1. Create the Access for SaaS application

  1. In Zero Trust, go to Access > Applications.

  2. Select Add an Application.

  3. Select SaaS.

  4. Use the following configuration:

    • Set the Application to DocuSign.
    • Put placeholder values in EntityID and Assertion Consumer Service URL (e.g. https://example.com). We’ll come back and update these.
    • Set Name ID Format to: Unique ID.
  5. DocuSign requires SAML attributes to do Just In Time user provisioning. Ensure you are collecting SAML attributes from your IdP:

    • Group
    • username
    • department
    • firstName
    • lastName
    • phone
  6. These IdP SAML values can then be mapped to the following DocuSign SAML attributes:

    • Email
    • Surname
    • Givenname
  7. Set an Access policy (for example, create a policy based on Emails ending in @example.com).

  8. Copy and save SSO Endpoint, Entity ID and Public Key.

  9. Copy the Public Key Value.

  10. Paste the Public Key into VIM or another code editor.

  11. Wrap the value in -----BEGIN CERTIFICATE----- and -----END CERTIFICATE-----.

  12. Set the file extension to .crt and save. :::

2. Configure your DocuSign SSO instance

  1. Ensure you have a domain claimed in Zendesk.
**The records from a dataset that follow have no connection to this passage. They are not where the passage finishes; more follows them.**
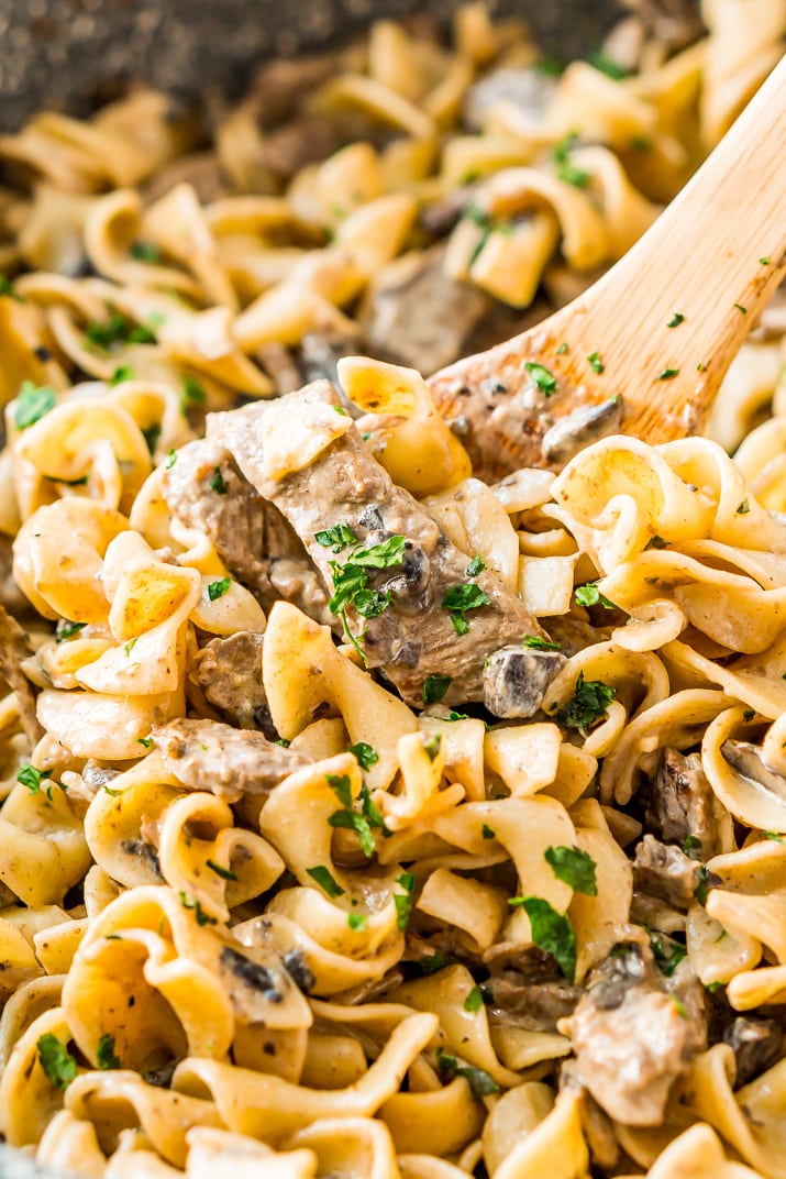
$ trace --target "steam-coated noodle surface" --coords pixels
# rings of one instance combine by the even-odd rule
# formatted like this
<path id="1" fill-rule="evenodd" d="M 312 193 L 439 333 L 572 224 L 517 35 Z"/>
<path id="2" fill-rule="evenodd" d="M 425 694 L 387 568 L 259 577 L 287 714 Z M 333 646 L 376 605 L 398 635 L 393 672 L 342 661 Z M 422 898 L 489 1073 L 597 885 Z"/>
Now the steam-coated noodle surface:
<path id="1" fill-rule="evenodd" d="M 782 52 L 784 0 L 640 8 L 564 70 L 470 5 L 0 139 L 39 1162 L 786 1179 L 782 303 L 708 436 L 622 436 L 620 389 L 556 474 L 484 481 L 421 375 L 619 258 Z"/>

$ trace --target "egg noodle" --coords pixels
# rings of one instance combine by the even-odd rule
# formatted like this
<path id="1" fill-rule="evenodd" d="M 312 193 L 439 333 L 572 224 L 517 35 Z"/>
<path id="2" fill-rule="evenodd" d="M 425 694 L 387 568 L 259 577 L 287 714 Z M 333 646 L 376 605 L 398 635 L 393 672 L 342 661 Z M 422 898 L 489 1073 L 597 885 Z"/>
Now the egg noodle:
<path id="1" fill-rule="evenodd" d="M 145 90 L 0 139 L 39 1162 L 786 1179 L 782 311 L 709 436 L 493 486 L 417 371 L 619 258 L 782 52 L 784 0 L 669 11 L 556 72 L 476 5 L 382 21 L 211 100 L 210 150 Z"/>

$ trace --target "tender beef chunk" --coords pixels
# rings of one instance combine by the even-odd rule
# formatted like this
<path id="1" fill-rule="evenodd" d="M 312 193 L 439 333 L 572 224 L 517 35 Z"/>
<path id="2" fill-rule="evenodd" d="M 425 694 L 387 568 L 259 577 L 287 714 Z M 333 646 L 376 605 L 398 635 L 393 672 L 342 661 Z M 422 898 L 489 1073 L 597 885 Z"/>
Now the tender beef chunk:
<path id="1" fill-rule="evenodd" d="M 555 88 L 556 80 L 541 70 L 495 70 L 467 91 L 464 121 L 473 131 L 482 131 L 493 107 L 508 103 L 540 123 Z"/>
<path id="2" fill-rule="evenodd" d="M 267 793 L 311 762 L 262 733 L 217 720 L 170 720 L 153 730 L 153 744 L 184 786 L 211 790 L 229 803 L 244 793 Z"/>
<path id="3" fill-rule="evenodd" d="M 622 422 L 622 399 L 609 397 L 600 406 L 580 406 L 555 422 L 541 442 L 548 463 L 564 463 L 590 442 L 619 434 Z"/>
<path id="4" fill-rule="evenodd" d="M 209 704 L 239 729 L 260 729 L 269 740 L 278 733 L 267 710 L 262 681 L 262 634 L 238 631 L 227 639 L 211 639 L 199 651 L 189 679 Z"/>
<path id="5" fill-rule="evenodd" d="M 332 621 L 324 585 L 297 535 L 223 447 L 205 439 L 190 442 L 165 470 L 161 487 L 172 514 L 209 536 L 263 606 L 285 597 L 318 623 Z"/>
<path id="6" fill-rule="evenodd" d="M 786 778 L 770 769 L 760 745 L 752 745 L 746 740 L 725 740 L 720 751 L 732 769 L 744 778 L 764 786 L 778 798 L 786 799 Z"/>
<path id="7" fill-rule="evenodd" d="M 680 848 L 645 835 L 636 847 L 633 878 L 639 891 L 687 909 L 699 883 L 699 864 Z"/>
<path id="8" fill-rule="evenodd" d="M 663 749 L 646 821 L 666 843 L 698 839 L 705 859 L 720 851 L 714 795 L 698 753 L 683 757 L 675 749 Z"/>
<path id="9" fill-rule="evenodd" d="M 738 1015 L 724 1030 L 724 1042 L 734 1049 L 735 1087 L 747 1085 L 782 1055 L 784 1033 L 777 1020 L 749 1019 Z"/>
<path id="10" fill-rule="evenodd" d="M 0 677 L 6 680 L 12 692 L 16 693 L 21 723 L 31 745 L 35 745 L 44 736 L 44 729 L 35 716 L 33 689 L 21 668 L 22 660 L 32 654 L 32 650 L 19 623 L 11 617 L 5 606 L 0 606 Z"/>
<path id="11" fill-rule="evenodd" d="M 318 439 L 324 409 L 335 404 L 335 390 L 319 381 L 276 402 L 213 414 L 209 435 L 229 447 L 246 477 L 283 513 L 326 582 L 332 581 L 336 554 L 316 541 L 316 533 L 345 525 L 363 548 L 404 535 L 399 564 L 369 569 L 370 587 L 390 594 L 385 607 L 376 617 L 358 617 L 351 604 L 346 610 L 352 631 L 363 633 L 368 665 L 382 668 L 412 705 L 422 705 L 430 676 L 449 677 L 443 697 L 448 704 L 481 700 L 486 658 L 507 643 L 540 633 L 524 604 L 483 571 L 475 580 L 488 605 L 471 610 L 469 630 L 457 632 L 442 601 L 449 588 L 468 584 L 467 555 L 408 492 L 394 486 L 354 426 L 303 469 L 279 479 L 267 474 L 265 447 L 277 453 L 278 446 L 291 446 L 293 421 L 300 423 L 304 443 Z M 348 558 L 345 548 L 338 564 Z"/>
<path id="12" fill-rule="evenodd" d="M 490 305 L 476 286 L 450 278 L 444 248 L 408 253 L 383 266 L 361 317 L 371 356 L 429 374 L 463 354 L 469 332 Z"/>
<path id="13" fill-rule="evenodd" d="M 581 988 L 564 979 L 533 982 L 519 970 L 493 974 L 486 990 L 491 999 L 488 1015 L 493 1023 L 530 1032 L 556 1032 L 557 1020 L 570 1015 L 581 997 Z"/>
<path id="14" fill-rule="evenodd" d="M 687 960 L 666 980 L 646 947 L 626 944 L 559 1029 L 573 1041 L 575 1076 L 610 1118 L 659 1126 L 673 1082 L 706 1043 L 702 987 Z"/>
<path id="15" fill-rule="evenodd" d="M 567 659 L 559 651 L 501 647 L 483 668 L 483 703 L 495 717 L 534 717 Z"/>

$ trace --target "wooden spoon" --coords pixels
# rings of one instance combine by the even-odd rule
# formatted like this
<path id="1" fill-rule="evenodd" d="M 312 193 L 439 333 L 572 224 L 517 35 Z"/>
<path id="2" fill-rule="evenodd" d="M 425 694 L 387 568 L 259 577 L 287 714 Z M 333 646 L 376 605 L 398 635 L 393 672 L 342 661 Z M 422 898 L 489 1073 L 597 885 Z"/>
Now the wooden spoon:
<path id="1" fill-rule="evenodd" d="M 786 59 L 599 282 L 429 384 L 487 479 L 559 469 L 620 429 L 653 443 L 694 434 L 784 272 Z"/>

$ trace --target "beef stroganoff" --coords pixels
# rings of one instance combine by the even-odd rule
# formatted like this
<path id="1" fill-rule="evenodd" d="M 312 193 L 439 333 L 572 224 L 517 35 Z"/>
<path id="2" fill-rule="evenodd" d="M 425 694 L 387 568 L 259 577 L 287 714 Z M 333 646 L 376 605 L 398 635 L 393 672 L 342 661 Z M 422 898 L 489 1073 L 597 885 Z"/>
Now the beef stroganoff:
<path id="1" fill-rule="evenodd" d="M 559 473 L 483 479 L 421 375 L 619 258 L 782 52 L 782 0 L 639 8 L 564 70 L 475 5 L 382 21 L 211 99 L 210 150 L 148 91 L 0 139 L 0 1129 L 41 1164 L 786 1179 L 782 304 L 707 437 L 620 435 L 620 389 Z"/>

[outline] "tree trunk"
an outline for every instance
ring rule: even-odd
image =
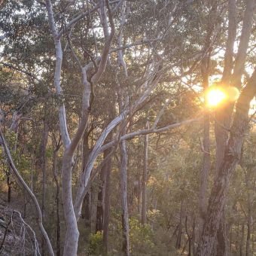
[[[127,152],[126,141],[120,143],[121,157],[120,175],[121,175],[121,197],[122,197],[122,227],[123,227],[123,245],[122,254],[130,256],[129,243],[129,214],[127,203]]]
[[[111,149],[106,150],[104,154],[108,155]],[[110,158],[104,166],[104,212],[103,212],[103,250],[105,255],[108,248],[108,224],[110,217],[110,175],[111,172],[111,159]]]
[[[245,249],[245,255],[251,256],[251,227],[252,227],[252,197],[251,194],[251,191],[248,193],[248,215],[247,215],[247,237],[246,237],[246,249]]]
[[[147,121],[146,129],[149,129],[149,121]],[[144,139],[144,164],[142,174],[142,224],[147,223],[147,181],[148,181],[148,135]]]
[[[181,203],[179,224],[178,224],[178,235],[177,235],[177,239],[176,239],[176,244],[175,244],[175,247],[177,249],[179,249],[181,248],[181,235],[182,235],[182,228],[183,228],[182,221],[183,221],[184,216],[184,200],[182,200]]]
[[[243,242],[244,242],[244,239],[245,239],[245,225],[244,224],[242,226],[242,238],[241,238],[241,242],[240,242],[240,256],[243,255]]]
[[[64,256],[75,256],[78,251],[79,231],[72,203],[72,159],[67,150],[65,150],[62,159],[62,200],[66,224],[66,232],[64,244]]]
[[[46,147],[48,140],[49,126],[46,120],[44,120],[44,128],[41,136],[41,145],[40,145],[40,167],[42,172],[42,183],[43,183],[43,195],[41,202],[41,215],[42,221],[44,224],[45,217],[45,198],[46,198]],[[42,237],[41,240],[42,255],[44,254],[44,239]]]
[[[248,84],[242,90],[236,104],[236,111],[231,127],[228,145],[225,148],[224,157],[211,192],[206,220],[199,243],[198,256],[211,255],[222,216],[225,194],[241,157],[242,145],[245,133],[248,131],[249,121],[248,113],[250,102],[255,93],[256,71],[254,72]]]
[[[59,183],[58,179],[57,168],[56,168],[56,156],[59,147],[54,148],[53,142],[53,175],[56,184],[56,255],[60,256],[60,217],[59,217]]]

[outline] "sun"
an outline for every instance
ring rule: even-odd
[[[210,89],[206,93],[207,105],[210,107],[217,107],[226,98],[225,92],[218,87]]]

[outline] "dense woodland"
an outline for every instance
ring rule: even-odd
[[[0,1],[0,254],[256,255],[255,4]]]

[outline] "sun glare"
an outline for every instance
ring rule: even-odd
[[[220,88],[213,88],[206,94],[207,104],[210,107],[216,107],[227,98],[226,93]]]

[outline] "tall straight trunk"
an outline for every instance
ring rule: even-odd
[[[89,133],[86,131],[83,136],[83,171],[85,172],[86,163],[90,154]],[[90,227],[90,193],[88,191],[84,199],[84,213],[86,227]]]
[[[251,192],[248,192],[247,195],[248,200],[248,215],[247,215],[247,237],[246,237],[246,249],[245,249],[245,255],[251,256],[251,229],[252,229],[252,197]]]
[[[206,219],[203,234],[199,242],[197,256],[211,255],[216,240],[225,202],[225,194],[235,168],[241,157],[244,137],[248,126],[248,110],[250,102],[256,94],[256,71],[254,70],[248,84],[245,87],[236,104],[228,144],[225,148],[224,157],[212,187]]]
[[[58,178],[56,160],[57,160],[57,151],[59,147],[54,148],[54,144],[53,142],[53,175],[56,184],[56,255],[60,256],[60,216],[59,216],[59,182]]]
[[[112,136],[111,136],[107,142],[110,142]],[[98,194],[98,205],[97,205],[97,214],[96,214],[96,231],[103,230],[103,222],[104,221],[104,212],[105,212],[105,194],[107,192],[107,197],[109,197],[109,184],[106,184],[107,182],[109,182],[109,175],[111,172],[111,157],[109,157],[108,154],[111,154],[111,149],[108,148],[103,152],[103,160],[106,161],[103,165],[100,175],[100,184],[99,187],[99,194]],[[109,158],[108,158],[109,157]],[[106,186],[108,185],[108,187]],[[106,191],[108,190],[108,191]],[[109,198],[108,200],[108,204],[109,203]],[[108,206],[107,206],[107,208]]]
[[[227,40],[227,48],[224,56],[224,67],[222,76],[222,84],[224,86],[229,86],[232,69],[233,66],[233,45],[236,35],[236,0],[228,1],[228,35]],[[224,156],[224,150],[228,139],[227,129],[230,126],[232,106],[227,106],[227,110],[221,109],[215,113],[215,133],[216,141],[216,153],[215,153],[215,169],[216,175],[218,175]],[[224,196],[225,197],[225,196]],[[224,256],[227,253],[226,226],[225,226],[225,208],[223,209],[221,213],[219,229],[217,233],[217,250],[216,256]]]
[[[146,123],[146,129],[149,129],[149,121]],[[144,158],[142,174],[142,224],[147,223],[147,181],[148,181],[148,135],[144,138]]]
[[[243,255],[243,243],[244,243],[244,240],[245,240],[245,224],[242,224],[242,238],[240,240],[240,256]]]
[[[120,176],[121,176],[121,201],[122,201],[122,227],[123,227],[123,245],[122,254],[125,256],[130,256],[130,242],[129,242],[129,213],[127,202],[127,152],[126,141],[123,140],[120,143]]]
[[[98,180],[97,180],[98,181]],[[98,182],[92,182],[90,187],[90,232],[95,233],[96,230],[97,207],[98,207]]]
[[[44,120],[44,128],[41,135],[40,145],[40,167],[42,172],[42,202],[41,202],[41,215],[43,224],[44,224],[45,217],[45,198],[46,198],[46,147],[48,140],[49,126],[46,120]],[[44,239],[41,240],[42,255],[44,254]]]
[[[111,149],[106,150],[104,154],[110,154]],[[108,225],[110,217],[110,178],[111,172],[111,159],[108,159],[104,166],[104,212],[103,212],[103,250],[105,255],[108,248]]]
[[[209,15],[211,16],[211,15]],[[211,25],[212,26],[212,25]],[[210,44],[211,33],[212,29],[209,26],[209,31],[206,38],[206,44],[204,46],[205,50],[208,49]],[[201,75],[202,75],[202,85],[205,95],[206,94],[209,87],[209,72],[210,65],[210,53],[207,53],[203,58],[201,62]],[[206,102],[206,97],[205,96],[205,101]],[[200,187],[199,195],[199,232],[198,238],[201,236],[203,232],[203,223],[206,218],[207,210],[207,188],[208,188],[208,178],[209,172],[211,165],[211,155],[210,155],[210,116],[206,109],[207,106],[205,106],[205,113],[203,115],[203,163],[200,174]]]
[[[182,235],[182,229],[183,229],[183,219],[184,216],[184,200],[181,203],[181,210],[179,214],[179,224],[178,229],[178,235],[176,239],[175,247],[177,249],[181,248],[181,235]]]

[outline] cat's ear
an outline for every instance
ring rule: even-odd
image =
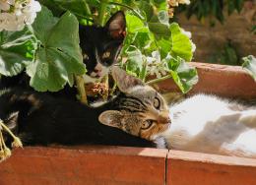
[[[103,125],[121,129],[123,114],[118,110],[106,110],[98,116],[98,121]]]
[[[115,39],[124,39],[126,35],[126,21],[122,11],[116,12],[105,24],[111,37]]]
[[[5,120],[7,126],[9,129],[14,130],[17,127],[18,124],[18,118],[19,118],[19,112],[13,112],[11,113],[7,119]]]
[[[129,92],[129,90],[136,86],[145,86],[140,79],[128,75],[126,71],[120,69],[119,67],[113,66],[111,72],[117,87],[122,92]]]

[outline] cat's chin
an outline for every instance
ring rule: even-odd
[[[158,149],[166,149],[167,143],[165,141],[165,138],[159,136],[154,140],[154,143],[156,144],[156,147]]]
[[[84,81],[86,82],[86,84],[88,84],[88,83],[98,83],[102,80],[103,76],[92,77],[92,76],[89,76],[89,75],[84,75],[83,78],[84,78]]]

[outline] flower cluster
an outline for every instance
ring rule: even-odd
[[[168,0],[169,10],[168,14],[169,17],[172,18],[174,14],[174,7],[177,7],[178,4],[190,4],[190,0]]]
[[[156,75],[157,78],[166,75],[165,63],[160,60],[160,54],[159,51],[153,51],[152,57],[147,57],[147,71],[149,74]]]
[[[41,6],[34,0],[0,0],[0,31],[22,31],[32,25]]]

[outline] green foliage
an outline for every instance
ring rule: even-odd
[[[154,72],[166,73],[183,92],[197,82],[195,69],[186,63],[192,59],[193,43],[176,23],[169,22],[166,0],[39,2],[45,7],[30,30],[1,32],[2,75],[14,76],[26,70],[31,86],[40,92],[56,92],[67,83],[72,86],[74,76],[86,72],[79,47],[79,23],[102,26],[113,12],[123,10],[127,36],[121,56],[127,59],[122,67],[128,73],[144,81]]]
[[[253,55],[249,55],[247,57],[243,57],[244,61],[242,67],[245,69],[251,77],[256,81],[256,58]]]
[[[197,71],[188,66],[180,57],[177,57],[177,59],[170,57],[167,62],[170,74],[182,92],[185,93],[190,91],[193,85],[198,82]]]
[[[69,12],[54,18],[43,7],[32,28],[40,45],[35,60],[28,65],[31,86],[39,92],[59,91],[67,82],[73,86],[73,75],[85,73],[77,19]]]
[[[15,76],[32,61],[36,48],[31,31],[0,32],[0,74]]]

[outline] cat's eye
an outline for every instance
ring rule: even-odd
[[[153,105],[154,105],[155,108],[160,109],[160,99],[158,97],[154,98]]]
[[[83,54],[83,59],[84,59],[84,60],[88,60],[88,59],[89,59],[89,56],[87,55],[87,53],[84,53],[84,54]]]
[[[154,123],[154,120],[152,119],[148,119],[146,121],[143,122],[143,124],[141,125],[142,129],[149,129]]]
[[[102,59],[108,58],[109,56],[110,56],[110,52],[106,51],[106,52],[103,53]]]

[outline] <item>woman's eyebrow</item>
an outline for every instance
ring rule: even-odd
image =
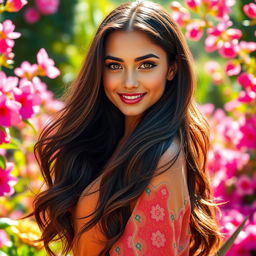
[[[157,58],[157,59],[160,59],[157,55],[155,55],[153,53],[150,53],[150,54],[146,54],[146,55],[143,55],[143,56],[135,58],[135,61],[140,61],[140,60],[144,60],[144,59],[147,59],[147,58]],[[124,62],[123,59],[118,58],[118,57],[114,57],[114,56],[110,56],[110,55],[108,55],[108,56],[106,56],[104,58],[104,60],[107,60],[107,59],[116,60],[116,61],[119,61],[119,62]]]

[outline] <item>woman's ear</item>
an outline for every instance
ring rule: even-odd
[[[174,62],[168,69],[167,80],[171,81],[177,72],[177,64]]]

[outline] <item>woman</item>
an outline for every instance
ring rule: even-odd
[[[34,215],[49,255],[213,255],[208,125],[190,51],[158,4],[124,3],[101,23],[66,107],[35,146],[47,190]]]

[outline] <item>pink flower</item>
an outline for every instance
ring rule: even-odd
[[[0,127],[0,144],[9,143],[10,142],[10,134],[9,129],[4,129]]]
[[[189,23],[186,27],[186,36],[192,41],[199,41],[203,35],[203,24],[201,22]]]
[[[163,220],[165,216],[164,208],[160,207],[159,204],[152,206],[150,213],[151,213],[151,218],[156,220],[157,222],[159,220]]]
[[[172,18],[180,25],[185,26],[190,20],[190,13],[179,2],[173,1],[170,4]]]
[[[39,77],[34,77],[32,79],[33,87],[35,93],[40,97],[40,104],[52,104],[54,94],[47,90],[47,85],[43,83]]]
[[[0,95],[0,126],[17,125],[21,121],[20,108],[20,103],[8,99],[6,95]]]
[[[19,68],[14,69],[14,73],[16,76],[31,80],[36,75],[37,69],[37,64],[30,64],[28,61],[23,61]]]
[[[4,230],[0,230],[0,248],[5,246],[7,243],[10,243],[8,235]]]
[[[204,3],[208,5],[208,12],[211,13],[215,18],[220,20],[228,20],[230,7],[235,4],[235,0],[204,0]]]
[[[214,52],[218,49],[218,37],[209,35],[205,39],[205,50],[207,52]]]
[[[8,93],[18,85],[19,79],[15,76],[7,77],[3,71],[0,71],[0,91]]]
[[[236,28],[229,28],[225,31],[225,36],[228,40],[240,39],[242,36],[242,31]]]
[[[245,14],[252,19],[256,18],[256,4],[255,3],[249,3],[244,5],[243,10]]]
[[[7,0],[5,10],[7,12],[18,12],[27,3],[26,0]]]
[[[238,76],[237,81],[245,89],[256,92],[256,78],[252,74],[243,72]]]
[[[219,53],[224,58],[234,58],[237,54],[238,48],[232,42],[225,42],[220,48]]]
[[[250,178],[247,175],[241,175],[236,182],[236,189],[240,196],[251,195],[253,188]]]
[[[15,26],[11,20],[5,20],[3,23],[0,23],[0,53],[5,53],[9,48],[14,46],[14,41],[20,37],[20,33],[13,32]]]
[[[198,8],[198,6],[201,4],[201,0],[186,0],[185,3],[190,9],[193,10]]]
[[[256,115],[244,119],[240,126],[240,131],[243,136],[237,144],[237,148],[246,147],[248,149],[256,149]]]
[[[239,51],[250,53],[256,50],[256,42],[246,42],[240,41],[239,42]]]
[[[165,235],[161,233],[159,230],[152,233],[151,240],[152,240],[152,245],[156,246],[157,248],[164,247],[166,242]]]
[[[230,60],[226,63],[225,71],[228,76],[238,75],[241,72],[241,65],[238,60]]]
[[[13,163],[6,163],[6,169],[0,168],[0,196],[10,196],[14,193],[13,186],[17,179],[11,176]]]
[[[214,105],[212,103],[207,103],[204,105],[199,105],[199,110],[204,114],[204,115],[211,115],[214,111]]]
[[[59,0],[36,0],[35,4],[42,14],[49,15],[58,10]]]
[[[40,13],[36,8],[30,7],[24,11],[24,19],[29,24],[34,24],[40,19]]]
[[[34,94],[32,84],[27,81],[19,88],[14,88],[13,94],[15,100],[21,104],[19,110],[21,117],[23,119],[30,118],[37,111],[35,106],[40,104],[38,96]]]
[[[222,82],[223,75],[221,73],[220,64],[217,61],[211,60],[206,62],[204,69],[211,75],[215,85],[219,85]]]
[[[241,103],[239,102],[239,100],[238,99],[234,99],[234,100],[231,100],[229,102],[226,102],[224,104],[224,109],[226,111],[230,112],[230,111],[234,110],[235,108],[239,107],[240,105],[241,105]]]
[[[256,99],[256,93],[253,91],[245,92],[241,91],[239,92],[238,101],[244,102],[244,103],[250,103],[255,101]]]
[[[60,71],[54,67],[54,61],[48,57],[44,48],[37,53],[38,73],[41,76],[56,78],[60,75]]]

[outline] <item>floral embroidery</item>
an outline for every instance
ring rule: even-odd
[[[161,208],[159,204],[157,204],[156,206],[152,206],[150,213],[151,218],[155,219],[156,221],[164,219],[164,208]]]
[[[151,236],[152,245],[156,246],[157,248],[164,247],[165,245],[165,235],[162,234],[159,230],[157,230],[155,233],[152,233]]]
[[[140,243],[137,243],[137,244],[136,244],[136,248],[137,248],[138,250],[141,250],[141,247],[142,247],[142,245],[141,245]]]
[[[120,254],[120,247],[116,247],[116,252],[118,253],[118,255]]]
[[[166,189],[165,189],[165,188],[163,188],[163,189],[161,190],[161,193],[162,193],[162,195],[163,195],[163,196],[165,196],[165,195],[167,194]]]
[[[147,188],[145,191],[146,191],[146,193],[147,193],[148,195],[150,195],[150,193],[151,193],[151,189],[150,189],[150,188]]]
[[[128,236],[128,238],[127,238],[127,246],[128,246],[128,248],[132,248],[132,236]]]
[[[191,203],[183,197],[181,208],[174,208],[170,205],[173,191],[168,183],[146,187],[110,256],[188,255]]]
  2. From the DocuSign Admin dashboard, select Identity Providers.

  3. On the Identity Providers page, select ADD IDENTITY PROVIDER. Use the following mappings from the saved Access Application values:

    • Name: Pick your desired name.
    • Identity Provider Issuer: Entity ID.
    • Identity Provider Login URL: Assertion Consumer Service URL.
  4. Save the Identity Provider.

  5. Upload your certificate to the DocuSign Identity Provider menu.

  6. Configure your SAML Attribute mappings. The Attribute Names should match the values in IdP Value in your Access application.

  7. Go back to the Identity Provider’s screen and select Actions > Endpoints. Copy and save the following:

    • Service Provider Issuer URL.
    • Service Provider Assertion Consumer Service URL.

3. Finalize your Cloudflare configuration

  1. Go back to your DocuSign application under Access > Applications.
  2. Select Edit.
  3. Use the following mappings:
    • EntityID->Service Provider Issuer URL.
    • Assertion Consumer Service URL -> Service Provider Assertion Consumer Service URL.
  4. Save the application.

When ready, enable the SSO for your DocuSign account and you will be able to login to DocuSign via Cloudflare SSO and your Identity Provider.